You can exit your business on your terms so you can transition to the lifestyle of your dreams with the wealth to pursue your reinvention (venture, adventure, avocation, hobby, retirement)
But what you can’t do is assume you can simply hire a team of experts and just walk away from your business in the next six months.
Start with your exit criteria to achieve your ultimate goals as you transition to your reinvention.
• Freedom — What does freedom look like to you when you exit your business, after the exit transaction is complete?
• Control — Who’s in control of decisions, strategy, budget, operations, and sales now? Who will be in control of each area of the business when you exit? Have you transitioned the decisions and control to one person, to a team of leaders or to no one leaving a vacuum in the business?
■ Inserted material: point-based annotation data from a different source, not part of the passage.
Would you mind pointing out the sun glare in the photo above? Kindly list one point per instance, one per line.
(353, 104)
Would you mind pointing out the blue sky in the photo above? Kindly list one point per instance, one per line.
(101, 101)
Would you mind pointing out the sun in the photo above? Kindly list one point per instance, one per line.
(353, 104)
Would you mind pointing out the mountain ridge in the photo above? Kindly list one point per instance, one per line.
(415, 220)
• Wealth — What is your wealth requirement for your reinvention and lifestyle after you exit? How do you define wealth? How much of the wealth you need for your reinvention must come from the business? Can you liquidate the business to produce that level of wealth to achieve your other exit criteria?
• Liquidity — How much liquidity do you need immediately when you exit? How long can you wait to receive final payment?
• Timeline — What is your ideal timeline for your exit? For your reinvention? For liquidity?
• Legacy — What’s your definition of the legacy you want to leave behind? What do you and your business stand for? What do you want to be remembered for? How can you achieve that?
• Dynasty — Do you want to build a family dynasty? What would that look like? What do you have to put in place to realize your dynasty?